A letter, written by Society member William T. Davis of Plymouth, MA was read aloud and included in the minutes. As a boy, Mr. Davis recalled hearing the accounts of a woman who was living in Boston at the time of the rebellion. He writes:
Mrs. Cotton, of whom I commenced speaking, was thirteen years of age at the time of the destruction of the tea, and a scholar attending the school and living in the family of Lady Hazeltine, whose house stood in Milk Street, near the Old South. I have heard her tell the story of the Indians and their war-whoop more than once; and she took special pride in remembering that the man-servant in the family came home with tea in his boots, and she with other members of the family drank of it on the following day.

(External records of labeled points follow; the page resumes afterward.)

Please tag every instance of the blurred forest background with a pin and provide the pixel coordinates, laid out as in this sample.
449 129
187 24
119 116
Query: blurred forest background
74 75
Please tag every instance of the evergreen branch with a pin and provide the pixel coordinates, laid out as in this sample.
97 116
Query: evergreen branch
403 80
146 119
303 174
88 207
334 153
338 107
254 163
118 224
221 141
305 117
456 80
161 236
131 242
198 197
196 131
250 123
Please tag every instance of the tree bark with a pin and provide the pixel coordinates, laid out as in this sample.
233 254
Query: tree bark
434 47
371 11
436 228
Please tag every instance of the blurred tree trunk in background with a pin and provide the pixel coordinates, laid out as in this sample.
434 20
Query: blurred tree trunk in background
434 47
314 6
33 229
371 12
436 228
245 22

Mrs. Cotton was in the habit of repeating to her friends a piece of paper on the subject of the destruction of the tea, and at their request placed it on paper for preservation. …it was a contemporaneous production and written out by a person who witnessed some features of the event you celebrate, and drank of the historic tea.
I enclose that very handwritten poem —
As near beauteous Boston lying,
On a gentle swelling flood,
Without Jack or pennant flying,
Three ill-fated Tea-ships rode:
Just as glorious Sol was setting,
On the wharf a numerous crew,
Sons of freedom, fear forgetting,
Suddenly appeared in view.
O’er the heads, in lofty mid-sky,
Three bright angels then were seen:
This was Hamden, that was Sydney,
And fair Liberty between.
Quick as thought, without delay,
Axes, hammers, were display’d,
Spades & shovels in array—
Oh, what a glorious Crash they made!
Captains, you may hoist your Streamers,
Quickly plow it o’er the wave;
Tell your Masters they were Dreamers
When they thought to Cheat the Brave.
These lines, with some changes in the construction, and with the addition of three stanzas, were published in the Boston Evening Post of Monday, January 24, 1774.